Strengths and limitation

An important limitation of our study was the short time interval between the recorded pollutants and lung cancer incidence data. However, this was the latest available data about lung cancer in Tehran, at the time we started our study. Also, the study design was ecologic with no individual-level data, and the PAF would have been better estimated using individual-level data with adjustments for important confounding covariates. However, the results of this study still have important implications for public health, underscoring the need to reduce air pollution.

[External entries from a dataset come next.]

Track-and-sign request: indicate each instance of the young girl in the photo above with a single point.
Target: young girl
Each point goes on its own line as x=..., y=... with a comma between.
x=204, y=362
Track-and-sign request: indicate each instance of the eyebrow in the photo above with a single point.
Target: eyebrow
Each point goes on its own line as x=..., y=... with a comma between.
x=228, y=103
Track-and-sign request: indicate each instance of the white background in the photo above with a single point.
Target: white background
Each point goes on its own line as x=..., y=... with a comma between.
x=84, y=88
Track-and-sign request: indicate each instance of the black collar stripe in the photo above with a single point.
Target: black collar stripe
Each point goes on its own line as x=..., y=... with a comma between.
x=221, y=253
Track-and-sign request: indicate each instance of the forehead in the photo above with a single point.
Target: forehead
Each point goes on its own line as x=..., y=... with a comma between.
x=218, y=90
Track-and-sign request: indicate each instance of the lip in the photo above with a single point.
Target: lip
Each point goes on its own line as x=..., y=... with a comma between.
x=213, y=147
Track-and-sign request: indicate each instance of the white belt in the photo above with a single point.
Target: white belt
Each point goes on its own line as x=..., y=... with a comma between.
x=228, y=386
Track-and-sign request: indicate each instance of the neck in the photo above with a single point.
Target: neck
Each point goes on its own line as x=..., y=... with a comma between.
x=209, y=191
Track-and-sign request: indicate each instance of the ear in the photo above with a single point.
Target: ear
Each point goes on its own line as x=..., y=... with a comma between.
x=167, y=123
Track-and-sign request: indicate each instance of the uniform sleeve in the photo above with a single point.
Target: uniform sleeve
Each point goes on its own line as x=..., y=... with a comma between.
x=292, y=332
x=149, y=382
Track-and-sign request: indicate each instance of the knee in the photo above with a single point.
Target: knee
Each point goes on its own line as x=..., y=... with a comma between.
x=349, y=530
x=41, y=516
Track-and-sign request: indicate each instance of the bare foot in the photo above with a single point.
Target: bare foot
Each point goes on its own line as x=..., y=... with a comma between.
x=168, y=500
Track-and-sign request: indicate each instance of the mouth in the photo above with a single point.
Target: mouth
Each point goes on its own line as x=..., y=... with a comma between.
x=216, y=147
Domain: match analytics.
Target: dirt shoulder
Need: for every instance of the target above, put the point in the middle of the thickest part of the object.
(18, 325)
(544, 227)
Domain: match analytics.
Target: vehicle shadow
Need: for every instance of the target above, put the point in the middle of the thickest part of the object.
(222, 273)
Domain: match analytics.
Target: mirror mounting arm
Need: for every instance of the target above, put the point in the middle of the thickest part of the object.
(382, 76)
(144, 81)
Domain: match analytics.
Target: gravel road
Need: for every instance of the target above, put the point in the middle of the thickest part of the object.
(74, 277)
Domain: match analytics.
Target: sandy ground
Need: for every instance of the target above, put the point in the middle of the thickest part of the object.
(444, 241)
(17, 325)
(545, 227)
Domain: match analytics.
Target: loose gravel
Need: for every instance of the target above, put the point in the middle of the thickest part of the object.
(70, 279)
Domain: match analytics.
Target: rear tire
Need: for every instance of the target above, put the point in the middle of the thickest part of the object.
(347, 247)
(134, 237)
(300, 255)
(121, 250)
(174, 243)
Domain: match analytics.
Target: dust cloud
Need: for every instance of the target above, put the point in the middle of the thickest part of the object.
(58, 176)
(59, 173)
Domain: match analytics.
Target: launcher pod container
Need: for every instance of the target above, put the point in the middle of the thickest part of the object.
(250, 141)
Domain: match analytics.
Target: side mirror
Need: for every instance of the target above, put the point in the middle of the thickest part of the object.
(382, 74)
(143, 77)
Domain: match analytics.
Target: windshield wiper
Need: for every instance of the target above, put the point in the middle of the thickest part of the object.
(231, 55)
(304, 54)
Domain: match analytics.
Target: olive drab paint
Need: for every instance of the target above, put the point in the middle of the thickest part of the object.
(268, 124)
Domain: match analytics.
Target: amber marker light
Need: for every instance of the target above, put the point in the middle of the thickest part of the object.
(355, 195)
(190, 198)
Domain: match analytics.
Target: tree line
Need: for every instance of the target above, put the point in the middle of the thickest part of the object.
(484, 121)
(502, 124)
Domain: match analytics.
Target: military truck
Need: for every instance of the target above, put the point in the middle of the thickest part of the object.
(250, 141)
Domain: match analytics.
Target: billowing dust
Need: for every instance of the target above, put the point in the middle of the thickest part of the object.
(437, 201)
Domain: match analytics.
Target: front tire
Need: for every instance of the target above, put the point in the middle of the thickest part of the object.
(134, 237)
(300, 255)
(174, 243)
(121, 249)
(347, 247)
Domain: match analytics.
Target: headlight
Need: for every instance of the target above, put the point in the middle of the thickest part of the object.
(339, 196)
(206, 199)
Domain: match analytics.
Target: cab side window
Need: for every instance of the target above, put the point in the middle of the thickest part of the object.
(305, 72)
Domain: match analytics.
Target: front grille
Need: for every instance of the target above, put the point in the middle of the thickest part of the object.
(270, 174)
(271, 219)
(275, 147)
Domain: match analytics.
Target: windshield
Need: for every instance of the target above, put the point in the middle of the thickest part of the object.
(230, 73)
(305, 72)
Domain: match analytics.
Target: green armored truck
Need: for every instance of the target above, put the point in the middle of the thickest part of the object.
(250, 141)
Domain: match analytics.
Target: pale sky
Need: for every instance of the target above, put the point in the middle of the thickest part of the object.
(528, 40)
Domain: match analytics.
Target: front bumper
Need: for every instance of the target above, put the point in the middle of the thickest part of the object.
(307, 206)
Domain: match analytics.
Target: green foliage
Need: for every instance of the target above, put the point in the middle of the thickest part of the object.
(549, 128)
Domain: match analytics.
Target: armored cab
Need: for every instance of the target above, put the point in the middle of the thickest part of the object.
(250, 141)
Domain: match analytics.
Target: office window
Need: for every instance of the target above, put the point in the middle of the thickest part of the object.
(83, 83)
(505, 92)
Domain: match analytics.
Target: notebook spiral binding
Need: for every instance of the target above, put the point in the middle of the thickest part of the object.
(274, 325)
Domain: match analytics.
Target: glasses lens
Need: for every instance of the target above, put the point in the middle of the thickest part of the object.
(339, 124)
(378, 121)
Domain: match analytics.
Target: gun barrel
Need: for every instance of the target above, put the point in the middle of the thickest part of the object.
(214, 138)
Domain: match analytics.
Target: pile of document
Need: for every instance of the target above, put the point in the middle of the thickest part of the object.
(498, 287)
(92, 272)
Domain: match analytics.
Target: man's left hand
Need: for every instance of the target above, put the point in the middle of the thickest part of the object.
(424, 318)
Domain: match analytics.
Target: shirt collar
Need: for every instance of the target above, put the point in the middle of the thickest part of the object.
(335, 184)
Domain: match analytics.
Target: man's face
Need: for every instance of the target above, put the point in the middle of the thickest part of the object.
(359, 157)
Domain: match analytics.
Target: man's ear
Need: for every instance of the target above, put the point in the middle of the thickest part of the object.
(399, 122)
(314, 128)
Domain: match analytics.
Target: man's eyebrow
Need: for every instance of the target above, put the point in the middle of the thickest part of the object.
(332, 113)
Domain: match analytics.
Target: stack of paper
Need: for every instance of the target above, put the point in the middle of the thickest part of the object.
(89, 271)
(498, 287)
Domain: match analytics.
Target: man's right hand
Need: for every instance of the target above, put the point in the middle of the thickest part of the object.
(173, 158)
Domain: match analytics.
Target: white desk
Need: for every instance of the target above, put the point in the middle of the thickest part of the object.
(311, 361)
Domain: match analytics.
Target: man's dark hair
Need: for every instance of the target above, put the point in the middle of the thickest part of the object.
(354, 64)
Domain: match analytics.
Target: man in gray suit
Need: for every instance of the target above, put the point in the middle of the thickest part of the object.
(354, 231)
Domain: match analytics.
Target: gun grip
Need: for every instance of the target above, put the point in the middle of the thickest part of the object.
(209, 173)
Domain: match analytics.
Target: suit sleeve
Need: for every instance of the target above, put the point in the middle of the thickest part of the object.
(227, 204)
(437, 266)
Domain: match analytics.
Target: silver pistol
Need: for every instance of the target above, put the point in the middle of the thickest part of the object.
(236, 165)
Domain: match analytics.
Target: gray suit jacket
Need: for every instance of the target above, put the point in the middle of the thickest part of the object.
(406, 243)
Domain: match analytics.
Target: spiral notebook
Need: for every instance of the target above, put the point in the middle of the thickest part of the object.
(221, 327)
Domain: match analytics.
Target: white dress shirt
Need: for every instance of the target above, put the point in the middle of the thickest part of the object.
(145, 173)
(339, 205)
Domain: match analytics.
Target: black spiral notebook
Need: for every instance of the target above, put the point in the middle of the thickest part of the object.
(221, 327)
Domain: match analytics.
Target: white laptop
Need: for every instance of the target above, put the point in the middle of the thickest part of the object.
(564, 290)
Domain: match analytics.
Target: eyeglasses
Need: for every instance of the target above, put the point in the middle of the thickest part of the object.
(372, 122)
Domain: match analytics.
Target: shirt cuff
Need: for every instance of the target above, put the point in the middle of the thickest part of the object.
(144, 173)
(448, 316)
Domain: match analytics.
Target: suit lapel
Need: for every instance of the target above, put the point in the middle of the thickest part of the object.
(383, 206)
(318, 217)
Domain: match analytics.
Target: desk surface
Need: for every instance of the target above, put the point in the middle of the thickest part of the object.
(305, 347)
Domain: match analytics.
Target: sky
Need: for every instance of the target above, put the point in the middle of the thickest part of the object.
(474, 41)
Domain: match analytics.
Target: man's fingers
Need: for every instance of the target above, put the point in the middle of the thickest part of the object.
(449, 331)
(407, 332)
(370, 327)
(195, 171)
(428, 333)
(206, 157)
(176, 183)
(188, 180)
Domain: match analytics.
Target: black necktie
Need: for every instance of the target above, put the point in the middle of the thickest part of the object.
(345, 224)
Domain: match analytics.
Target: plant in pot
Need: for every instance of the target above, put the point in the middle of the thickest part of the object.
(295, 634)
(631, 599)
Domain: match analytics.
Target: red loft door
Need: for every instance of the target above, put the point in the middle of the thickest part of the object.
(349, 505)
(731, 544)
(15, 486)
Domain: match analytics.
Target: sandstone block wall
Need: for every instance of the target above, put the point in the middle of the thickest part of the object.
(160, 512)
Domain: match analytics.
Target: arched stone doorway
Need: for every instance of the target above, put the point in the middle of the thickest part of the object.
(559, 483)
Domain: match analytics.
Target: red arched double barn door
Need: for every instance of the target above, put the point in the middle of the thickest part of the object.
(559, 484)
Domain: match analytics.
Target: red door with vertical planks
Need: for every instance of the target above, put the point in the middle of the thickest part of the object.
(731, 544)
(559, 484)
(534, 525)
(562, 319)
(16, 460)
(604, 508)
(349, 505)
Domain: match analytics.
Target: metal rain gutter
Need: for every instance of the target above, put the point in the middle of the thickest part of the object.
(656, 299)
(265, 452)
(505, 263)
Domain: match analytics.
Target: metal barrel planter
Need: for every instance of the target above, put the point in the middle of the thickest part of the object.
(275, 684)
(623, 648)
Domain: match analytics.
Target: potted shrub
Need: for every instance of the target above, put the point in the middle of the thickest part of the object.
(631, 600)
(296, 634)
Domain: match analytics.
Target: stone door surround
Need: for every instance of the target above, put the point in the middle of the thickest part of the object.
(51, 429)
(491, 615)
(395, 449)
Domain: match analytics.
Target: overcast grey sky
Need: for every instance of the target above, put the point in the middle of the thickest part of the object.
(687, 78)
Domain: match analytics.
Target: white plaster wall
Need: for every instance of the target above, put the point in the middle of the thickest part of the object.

Tehran includes 22 districts, and the number of women with lung cancer was small in some districts, which prevented us to perform further analyses in gender subgroups. However, gender prevalence was adjusted in the analyses. Also, pathological data about cancer cell types was not available, and this prevented us to perform a separate analysis based on pathological type.

A novelty of our study was estimating the simultaneous effect of several air pollutants on lung cancer incidence. This helps to have a holistic picture of the effect of complex air pollution mixtures on human disease.

Conclusion

This is the first study to examine the associations between multiple air pollutants on lung cancer incidence in Iran. The findings suggest that lung cancer was associated with ambient air pollution in Tehran, and this association was stronger for p-xylene, o-xylene, ethylbenzene, benzene, m-xylene and TBTEX. Air pollution is a serious problem in Tehran, and decreasing the concentrations of air pollutants should be a key goal for policy makers to reduce the number of lung cancer cases in Tehran.